The Bluebox took advantage of the fact that these control signals were transmitted in the same analog voice channel that is also used for transmitting regular telephone calls. In this case, one speaks of analog inband signaling , in contrast to the digitally implemented outband signaling that is usually used later , also referred to as common channel signaling (CCS), in which the control information for switching is transmitted via its own data connections that are separate from the voice channel Tampering with the blue box technology is basically no longer possible.

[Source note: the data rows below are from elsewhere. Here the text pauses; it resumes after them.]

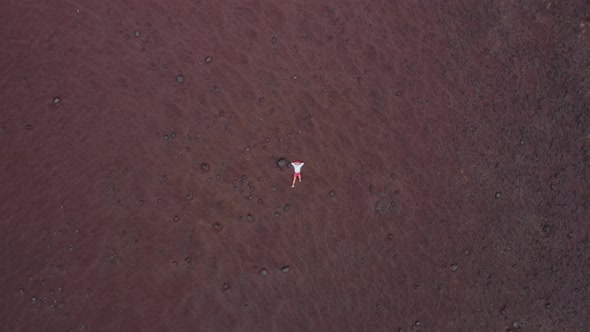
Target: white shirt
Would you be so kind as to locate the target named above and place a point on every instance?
(297, 167)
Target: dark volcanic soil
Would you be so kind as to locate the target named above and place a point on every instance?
(445, 186)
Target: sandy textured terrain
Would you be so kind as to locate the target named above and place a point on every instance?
(446, 184)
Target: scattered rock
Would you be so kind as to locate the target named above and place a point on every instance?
(282, 163)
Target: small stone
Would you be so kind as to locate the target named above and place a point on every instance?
(282, 163)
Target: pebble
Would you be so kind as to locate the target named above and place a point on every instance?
(282, 162)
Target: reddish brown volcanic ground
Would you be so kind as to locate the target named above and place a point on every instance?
(445, 186)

This in-band signaling made it possible for a subscriber to send the tone sequences used by the exchanges for communication from an ordinary telephone and thus influence the exchanges. First of all, a 2600 Hz tone was generated with the Bluebox in order to get a free trunk line without dialing a preselection. Then you dialed the desired telephone number with 2600 Hz pulses - the principle was similar to pulse dialing , only with tones. This made it possible to bypass the meter at your own exchange, as it could only record long-distance calls dialed “normally” via a corresponding area code. Since telephone calls within the same local exchange were free anyway, the long-distance calls thus sneaked were completely free.
After the signaling protocol between the local exchanges had been converted to a multi-frequency method in the following years , Draper built so-called multi-frequency devices with which he could generate the different tones required. These devices were initially called MF boxes. The name Blue Box allegedly came about when Draper gave one of the first MF boxes to the blind boy Joe, who wanted to know the color of the device. Because Draper had built the frequency generator into an old blue box, Joe named the device the Blue Box . Later on, the term blue box was also used as a name for the method itself and became known worldwide as blueboxing .
Frequencies used
The following frequencies were used with Blue Box:
code | 700 Hz | 900 Hz | 1100 Hz | 1300 Hz | 1500 Hz | 1700 Hz |
---|---|---|---|---|---|---|
1 | × | × | ||||
2 | × | × | ||||
3 | × | × | ||||
4th | × | × | ||||
5 | × | × | ||||
6th | × | × | ||||
7th | × | × | ||||
8th | × | × | ||||
9 | × | × | ||||
0 /10 | × | × | ||||
11 / ST3 | × | × | ||||
12 / ST2 | × | × | ||||
KP | × | × | ||||
KP / ST2 | × | × | ||||
ST | × | × |
literature
- Phil Lapsley: Exploding the phone. The untold story of the teenagers and outlaws who hacked Ma Bell . New York, Berkeley 2013. ISBN 978-0-8021-2061-8 .
Web links
Individual evidence
- ^ CCC - Hackerbibel , Part 1 from 1998, p. 208; and YIPL - Youth International Party Line, No. August 12, 1972, p. 2.